2. The method of claim 1, wherein the multi-CNI container network is created by a network orchestration tool for cloud-native container virtualization, wherein the network orchestration tool builds a container virtualization cluster by installing and deploying the network orchestration tool on control nodes of a cloud server cluster and cloud server nodes, and wherein a multi-CNI support component is pre-deployed in the network orchestration tool such that the network orchestration tool supports a plurality of CNIs.

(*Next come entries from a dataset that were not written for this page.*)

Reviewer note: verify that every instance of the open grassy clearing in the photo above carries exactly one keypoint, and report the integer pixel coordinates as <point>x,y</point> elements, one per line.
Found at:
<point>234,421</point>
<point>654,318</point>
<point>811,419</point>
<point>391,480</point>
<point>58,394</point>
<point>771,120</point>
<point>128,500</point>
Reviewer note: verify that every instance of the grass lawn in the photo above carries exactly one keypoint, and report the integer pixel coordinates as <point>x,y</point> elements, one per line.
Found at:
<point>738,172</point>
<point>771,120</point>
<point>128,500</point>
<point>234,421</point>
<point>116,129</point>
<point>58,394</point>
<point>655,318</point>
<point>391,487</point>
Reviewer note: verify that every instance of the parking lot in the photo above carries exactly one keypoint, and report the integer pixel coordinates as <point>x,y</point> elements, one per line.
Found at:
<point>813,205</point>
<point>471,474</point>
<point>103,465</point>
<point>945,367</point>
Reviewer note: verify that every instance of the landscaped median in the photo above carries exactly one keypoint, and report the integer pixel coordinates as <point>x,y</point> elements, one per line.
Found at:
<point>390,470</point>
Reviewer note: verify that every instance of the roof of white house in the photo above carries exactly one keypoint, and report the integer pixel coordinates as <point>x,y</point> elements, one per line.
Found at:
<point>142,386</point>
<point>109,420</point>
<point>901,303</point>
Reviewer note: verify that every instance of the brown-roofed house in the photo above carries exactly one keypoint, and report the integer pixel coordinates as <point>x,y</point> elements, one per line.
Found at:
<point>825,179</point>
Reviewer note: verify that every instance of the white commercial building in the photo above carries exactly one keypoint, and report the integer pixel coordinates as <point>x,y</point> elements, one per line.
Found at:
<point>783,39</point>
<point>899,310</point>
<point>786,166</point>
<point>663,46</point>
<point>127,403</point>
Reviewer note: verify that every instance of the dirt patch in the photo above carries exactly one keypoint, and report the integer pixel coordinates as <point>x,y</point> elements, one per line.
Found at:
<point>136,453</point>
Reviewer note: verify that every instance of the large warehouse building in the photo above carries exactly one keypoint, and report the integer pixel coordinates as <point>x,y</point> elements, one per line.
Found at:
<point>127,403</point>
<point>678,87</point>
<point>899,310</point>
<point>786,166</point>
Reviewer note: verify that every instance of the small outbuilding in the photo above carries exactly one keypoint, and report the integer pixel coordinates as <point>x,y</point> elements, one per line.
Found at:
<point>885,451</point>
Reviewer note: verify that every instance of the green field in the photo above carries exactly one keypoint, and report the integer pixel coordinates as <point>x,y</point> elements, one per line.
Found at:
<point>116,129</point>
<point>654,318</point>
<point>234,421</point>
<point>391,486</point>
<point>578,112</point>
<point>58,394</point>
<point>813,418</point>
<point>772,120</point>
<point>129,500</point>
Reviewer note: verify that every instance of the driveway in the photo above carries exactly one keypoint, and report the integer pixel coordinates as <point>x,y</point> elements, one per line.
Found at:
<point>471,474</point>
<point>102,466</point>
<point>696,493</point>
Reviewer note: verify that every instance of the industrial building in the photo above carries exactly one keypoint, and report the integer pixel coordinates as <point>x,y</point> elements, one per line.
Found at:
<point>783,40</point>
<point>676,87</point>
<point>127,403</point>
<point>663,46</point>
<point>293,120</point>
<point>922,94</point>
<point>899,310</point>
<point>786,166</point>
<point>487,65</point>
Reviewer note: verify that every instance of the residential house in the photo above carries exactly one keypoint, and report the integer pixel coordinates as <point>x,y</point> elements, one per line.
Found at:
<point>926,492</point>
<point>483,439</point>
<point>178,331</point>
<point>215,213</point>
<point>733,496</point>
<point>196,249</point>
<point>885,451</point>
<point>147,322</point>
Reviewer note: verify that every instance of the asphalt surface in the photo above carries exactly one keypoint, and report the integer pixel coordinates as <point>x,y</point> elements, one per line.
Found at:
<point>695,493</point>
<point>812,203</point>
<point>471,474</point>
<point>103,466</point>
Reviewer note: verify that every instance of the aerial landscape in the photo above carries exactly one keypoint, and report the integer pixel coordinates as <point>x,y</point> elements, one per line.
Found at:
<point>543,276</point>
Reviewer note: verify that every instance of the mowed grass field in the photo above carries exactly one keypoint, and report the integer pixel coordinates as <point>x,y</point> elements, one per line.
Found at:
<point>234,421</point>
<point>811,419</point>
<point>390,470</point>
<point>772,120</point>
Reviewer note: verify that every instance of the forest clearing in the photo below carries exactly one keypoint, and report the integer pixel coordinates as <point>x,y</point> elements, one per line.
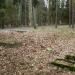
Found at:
<point>31,52</point>
<point>37,37</point>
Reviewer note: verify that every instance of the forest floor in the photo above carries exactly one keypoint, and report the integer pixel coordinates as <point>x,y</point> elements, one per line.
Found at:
<point>31,52</point>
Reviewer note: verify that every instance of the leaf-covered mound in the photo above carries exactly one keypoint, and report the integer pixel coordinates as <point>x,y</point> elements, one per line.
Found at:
<point>33,52</point>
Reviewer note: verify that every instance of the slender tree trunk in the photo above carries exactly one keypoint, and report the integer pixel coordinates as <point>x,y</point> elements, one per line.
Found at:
<point>72,14</point>
<point>69,13</point>
<point>56,15</point>
<point>30,13</point>
<point>35,17</point>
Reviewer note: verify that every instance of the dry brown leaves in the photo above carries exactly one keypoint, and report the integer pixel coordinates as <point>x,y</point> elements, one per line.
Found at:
<point>32,57</point>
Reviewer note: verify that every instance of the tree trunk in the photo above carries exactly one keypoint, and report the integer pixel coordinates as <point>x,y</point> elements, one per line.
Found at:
<point>30,13</point>
<point>56,14</point>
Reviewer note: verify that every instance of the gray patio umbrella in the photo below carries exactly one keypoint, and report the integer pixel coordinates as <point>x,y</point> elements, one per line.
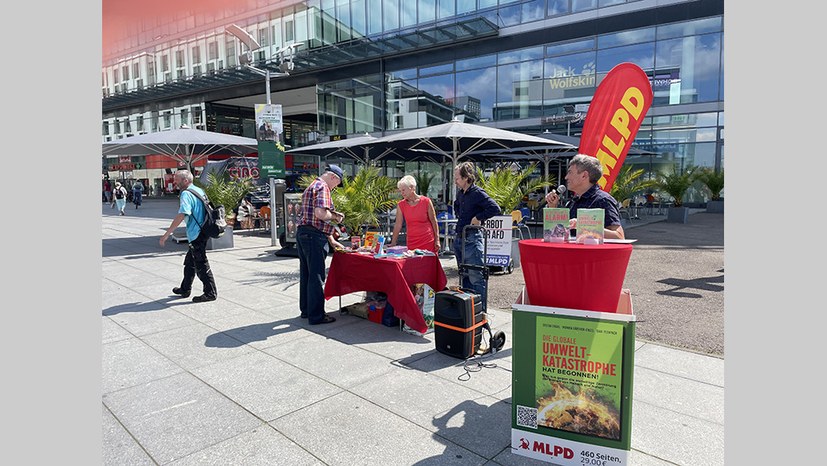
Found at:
<point>455,140</point>
<point>184,145</point>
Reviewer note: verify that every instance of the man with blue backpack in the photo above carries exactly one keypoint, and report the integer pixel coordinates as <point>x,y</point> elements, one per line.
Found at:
<point>194,212</point>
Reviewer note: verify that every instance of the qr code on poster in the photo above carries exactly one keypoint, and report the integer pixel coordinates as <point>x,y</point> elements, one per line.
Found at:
<point>526,417</point>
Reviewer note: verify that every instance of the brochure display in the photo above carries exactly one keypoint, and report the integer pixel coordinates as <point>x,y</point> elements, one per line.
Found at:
<point>572,385</point>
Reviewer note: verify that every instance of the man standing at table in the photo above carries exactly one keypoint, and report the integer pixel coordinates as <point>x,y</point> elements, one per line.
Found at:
<point>581,179</point>
<point>314,237</point>
<point>472,207</point>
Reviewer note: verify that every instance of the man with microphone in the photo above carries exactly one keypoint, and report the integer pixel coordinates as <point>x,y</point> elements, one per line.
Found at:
<point>581,179</point>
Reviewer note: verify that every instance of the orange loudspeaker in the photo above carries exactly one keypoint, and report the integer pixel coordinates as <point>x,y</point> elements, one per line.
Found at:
<point>458,322</point>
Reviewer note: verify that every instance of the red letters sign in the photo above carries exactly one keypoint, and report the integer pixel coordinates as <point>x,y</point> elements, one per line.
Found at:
<point>619,105</point>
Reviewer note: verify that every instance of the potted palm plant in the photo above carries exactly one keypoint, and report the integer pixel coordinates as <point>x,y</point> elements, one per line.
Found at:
<point>362,198</point>
<point>508,187</point>
<point>228,192</point>
<point>628,183</point>
<point>675,184</point>
<point>714,182</point>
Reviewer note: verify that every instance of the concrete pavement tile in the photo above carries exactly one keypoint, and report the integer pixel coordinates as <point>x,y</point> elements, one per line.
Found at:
<point>212,310</point>
<point>259,330</point>
<point>131,362</point>
<point>179,415</point>
<point>264,385</point>
<point>119,447</point>
<point>331,360</point>
<point>676,437</point>
<point>389,342</point>
<point>412,395</point>
<point>690,397</point>
<point>348,430</point>
<point>488,380</point>
<point>686,364</point>
<point>482,425</point>
<point>196,345</point>
<point>262,446</point>
<point>147,318</point>
<point>111,331</point>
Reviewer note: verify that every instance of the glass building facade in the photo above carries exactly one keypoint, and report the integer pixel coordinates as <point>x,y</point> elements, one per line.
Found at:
<point>379,66</point>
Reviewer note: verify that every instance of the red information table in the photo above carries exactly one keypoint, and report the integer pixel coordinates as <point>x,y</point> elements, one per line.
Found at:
<point>352,272</point>
<point>574,276</point>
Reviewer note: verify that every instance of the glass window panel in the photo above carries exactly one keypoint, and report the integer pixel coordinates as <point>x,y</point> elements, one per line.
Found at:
<point>687,28</point>
<point>642,55</point>
<point>519,90</point>
<point>375,16</point>
<point>408,14</point>
<point>534,10</point>
<point>635,36</point>
<point>426,11</point>
<point>476,62</point>
<point>357,15</point>
<point>693,67</point>
<point>445,8</point>
<point>512,56</point>
<point>509,16</point>
<point>476,86</point>
<point>437,69</point>
<point>569,47</point>
<point>464,6</point>
<point>343,17</point>
<point>390,15</point>
<point>582,5</point>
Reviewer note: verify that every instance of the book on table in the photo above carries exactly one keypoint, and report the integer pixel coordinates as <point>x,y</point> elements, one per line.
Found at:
<point>590,226</point>
<point>555,225</point>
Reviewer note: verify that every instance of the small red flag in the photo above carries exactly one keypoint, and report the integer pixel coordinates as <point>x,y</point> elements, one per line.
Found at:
<point>615,113</point>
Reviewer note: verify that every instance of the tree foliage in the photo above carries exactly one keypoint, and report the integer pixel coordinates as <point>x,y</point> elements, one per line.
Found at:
<point>508,187</point>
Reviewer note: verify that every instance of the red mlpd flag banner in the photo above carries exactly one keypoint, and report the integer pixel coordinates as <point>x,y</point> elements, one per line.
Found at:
<point>619,105</point>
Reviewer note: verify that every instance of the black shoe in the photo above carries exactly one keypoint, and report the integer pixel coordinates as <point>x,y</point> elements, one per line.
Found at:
<point>181,293</point>
<point>326,320</point>
<point>203,298</point>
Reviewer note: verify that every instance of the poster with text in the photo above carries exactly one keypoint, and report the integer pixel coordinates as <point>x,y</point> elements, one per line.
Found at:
<point>498,231</point>
<point>572,385</point>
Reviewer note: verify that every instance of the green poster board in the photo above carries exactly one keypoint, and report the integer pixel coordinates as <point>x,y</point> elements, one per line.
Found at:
<point>270,159</point>
<point>572,385</point>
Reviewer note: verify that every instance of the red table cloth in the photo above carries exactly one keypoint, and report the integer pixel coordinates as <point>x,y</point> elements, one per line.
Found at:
<point>574,276</point>
<point>352,272</point>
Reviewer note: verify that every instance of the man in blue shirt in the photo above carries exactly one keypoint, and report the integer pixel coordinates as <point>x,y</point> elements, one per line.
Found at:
<point>472,207</point>
<point>581,178</point>
<point>192,210</point>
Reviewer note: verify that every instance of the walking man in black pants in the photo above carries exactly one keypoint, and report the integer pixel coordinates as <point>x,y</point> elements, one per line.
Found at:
<point>195,263</point>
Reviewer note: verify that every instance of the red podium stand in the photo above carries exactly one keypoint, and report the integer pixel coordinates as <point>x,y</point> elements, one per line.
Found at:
<point>574,276</point>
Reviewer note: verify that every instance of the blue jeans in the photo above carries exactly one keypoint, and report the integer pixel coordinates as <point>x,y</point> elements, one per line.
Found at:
<point>313,247</point>
<point>472,254</point>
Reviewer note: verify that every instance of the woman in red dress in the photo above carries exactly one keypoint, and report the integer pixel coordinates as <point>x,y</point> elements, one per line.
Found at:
<point>420,218</point>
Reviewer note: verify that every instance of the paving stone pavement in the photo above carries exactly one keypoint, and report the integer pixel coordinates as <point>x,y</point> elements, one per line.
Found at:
<point>244,380</point>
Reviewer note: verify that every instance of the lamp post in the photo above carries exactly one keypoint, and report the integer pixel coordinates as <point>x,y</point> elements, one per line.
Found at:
<point>285,66</point>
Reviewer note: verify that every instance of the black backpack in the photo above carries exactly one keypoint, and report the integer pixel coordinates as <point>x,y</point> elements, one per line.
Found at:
<point>214,222</point>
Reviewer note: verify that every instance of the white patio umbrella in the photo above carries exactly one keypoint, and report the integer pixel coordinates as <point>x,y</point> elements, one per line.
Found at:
<point>184,145</point>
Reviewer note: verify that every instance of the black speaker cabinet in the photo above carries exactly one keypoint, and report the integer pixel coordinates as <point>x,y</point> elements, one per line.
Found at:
<point>458,323</point>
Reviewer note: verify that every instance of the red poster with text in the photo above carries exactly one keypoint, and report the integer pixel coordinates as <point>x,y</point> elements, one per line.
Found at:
<point>619,105</point>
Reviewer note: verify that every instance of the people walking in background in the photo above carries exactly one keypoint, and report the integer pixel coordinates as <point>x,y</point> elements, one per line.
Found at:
<point>472,207</point>
<point>581,179</point>
<point>192,210</point>
<point>313,240</point>
<point>137,193</point>
<point>418,212</point>
<point>120,197</point>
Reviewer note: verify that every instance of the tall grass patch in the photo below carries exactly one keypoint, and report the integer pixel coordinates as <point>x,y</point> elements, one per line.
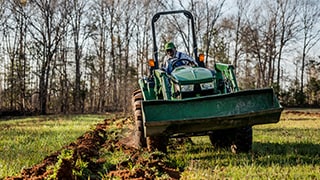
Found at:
<point>26,141</point>
<point>289,149</point>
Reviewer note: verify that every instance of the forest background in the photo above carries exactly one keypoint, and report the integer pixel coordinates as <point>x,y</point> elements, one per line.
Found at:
<point>85,56</point>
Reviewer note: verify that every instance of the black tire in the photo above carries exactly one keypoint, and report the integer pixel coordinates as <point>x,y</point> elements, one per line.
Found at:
<point>243,139</point>
<point>139,128</point>
<point>237,139</point>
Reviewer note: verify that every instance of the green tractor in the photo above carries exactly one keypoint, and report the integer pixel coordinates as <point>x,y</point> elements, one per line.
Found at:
<point>197,101</point>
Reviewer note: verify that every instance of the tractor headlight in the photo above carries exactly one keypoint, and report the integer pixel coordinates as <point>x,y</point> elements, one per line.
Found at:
<point>187,88</point>
<point>206,86</point>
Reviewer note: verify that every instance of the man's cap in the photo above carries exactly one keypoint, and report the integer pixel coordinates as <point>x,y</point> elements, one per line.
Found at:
<point>169,45</point>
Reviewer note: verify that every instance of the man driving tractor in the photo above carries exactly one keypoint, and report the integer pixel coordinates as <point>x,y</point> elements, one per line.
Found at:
<point>175,58</point>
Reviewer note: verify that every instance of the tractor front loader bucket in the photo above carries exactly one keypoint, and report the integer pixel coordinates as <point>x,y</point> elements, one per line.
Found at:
<point>200,114</point>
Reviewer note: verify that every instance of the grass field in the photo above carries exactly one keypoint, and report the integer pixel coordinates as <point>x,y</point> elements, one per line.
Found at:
<point>26,141</point>
<point>289,149</point>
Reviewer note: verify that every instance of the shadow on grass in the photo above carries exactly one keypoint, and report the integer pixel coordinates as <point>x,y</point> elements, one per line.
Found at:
<point>286,153</point>
<point>263,154</point>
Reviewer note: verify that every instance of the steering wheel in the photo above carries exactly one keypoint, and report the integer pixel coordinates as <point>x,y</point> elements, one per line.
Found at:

3. The method according to claim 2, wherein an interface detection plug-in is pre-deployed on the network orchestration tool virtualized by the cloud primary container, enabling the second CNI network to discover physical function interfaces and/or virtual function interfaces on server nodes, the virtual function interfaces virtualized on a single root I/O basis being implemented by the interface detection plug-in.

4. The method of claim 2, wherein the network orchestration tool for cloud proto-container virtualization is Kubernetes, the multi-CNI support component is Multus-CNI, the method further comprising:

The Kubernetes deployment Calico CNI and ovn-Kubernetes CNI plug-ins based on installation deployment, the Calico CNI being used to carry the first CNI network, the ovn-Kubernetes CNI plug-ins being used to carry the second CNI network;

Wherein Calico CNI is set to the default CNI of Kubernetes.

5. The method according to claim 1, characterized in that the method further comprises:

The ovn-kubernetes CNI components pre-deployed on the control nodes of the cloud server cluster contain ovs, ovnkube-master, ovnkube-db and ovnkube nodes in full mode;

The ovn-kubernetes CNI components on the Host side of the worker node of the cloud server cluster include OVN-K8s-CNI-Overlay, and ovnkube nodes.

6. The method of claim 1, wherein the first type of network card is a virtual network card interface and the second type of network card is a virtual function interface supporting single root I/O virtualization.

7. The method of claim 1, wherein a traffic forwarding plane for forwarding traffic data traffic is pre-deployed in a system-on-a-chip of the DPU device.

8. The method of claim 7, wherein the method further comprises:

A second CNI network control component for supporting flow table issuing and a second CNI network node configuration component for setting interface configuration are deployed in a system on chip of the DPU device in advance by using an application container engine;

the Host side is a server, and the server and the DPU device are connected to the multi-CNI container network through a switch and/or an optical switch.

9. The method of claim 8, wherein when a plurality of DPU devices are connected to the second CNI network, a data connection is established between different DPU devices through a switch or an optical switch, and a data connection is established between different container groups within the same DPU device.

10. A system for DPU offloading data network plane traffic in a multi-CNI container network, comprising a processor and a memory, wherein the memory has stored therein computer instructions for executing the computer instructions stored in the memory, which when executed by the processor, implements the steps of the method of any one of claims 1 to 9.